A caminho pro aeroporto comentários de como o dia estava lindo e como é difícil descrever a sensação desse momento. O coração batendo mais depressa e a cabeça um pouco tonta. A casa, o caminho para o trabalho, os amigos, as lindas paisagens, o inverno, a rotina ficando pra trás. O aeroporto, os próximos destinos, as novidades, o desconhecido, a realização de um sonho chegando mais perto a cada minuto.
On Sunday I woke up at 7:15 am with the sun entering by the window, I looked outside and there were a few sail boats at the bay, a light breeze… after a week of intense cold and rain, Wellington brought us a beautiful Sunday to say goodbye.
Felipe was already awake some time ago, working on the computer .. “it’s 7 in the morning, you woke up early, aye? are you anxious?” … “a little bit”, he replied.
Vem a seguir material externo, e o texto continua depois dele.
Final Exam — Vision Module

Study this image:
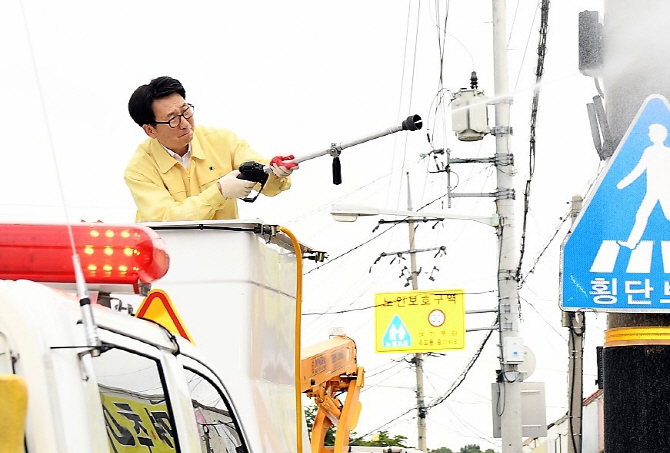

After getting everything tidy at home and ready to only pick the bags up and leave, we walked by the beach with Sven, Lagi and Cam (who came to meet us and say a last goodbye) to a delicious cafè which is about 20 minutes from home, there we met Carine, André, Lina, Dulce and Decarlos for breakfast and then from there to the airport.
While we were there, a surprise: Lagi and Sven gave us beautiful Jade (greenstone) necklaces, with Koru shaped pendants, which in Maori tradition means the cycle of life (being very brief). And a card that we kept to read at the airport. When we were going back home, following Maori beliefs, Lagi got the necklaces to the sea to have them blessed and be sure that we will return to New Zealand. Thanks darling.
We went home also walking, talking and admiring the landscape. Said goodbye to Carine, André and Lina, got the backpacks. I gave a little traditional (supersticious) Brazilian gift to Cam, who is going to South America at the end of the month to spend 1 year over there. Decarlos’ car was carried with our bags and boards and we got a ride with Sven and Lagi to the airport. How good is to have friends like you! Thank you again!
On the way to the airport comments on how beautiful the day was and how difficult it is to describe the feeling of this moment. The heart beating faster and I was getting a little bit dizzy. The house, the path to work everyday, the friends, the beautiful landscapes, the winter, the routine, staying behind us. The airport, the next destination, the news, the unknown, a dream becoming reality, in front of us, getting closer at each meter.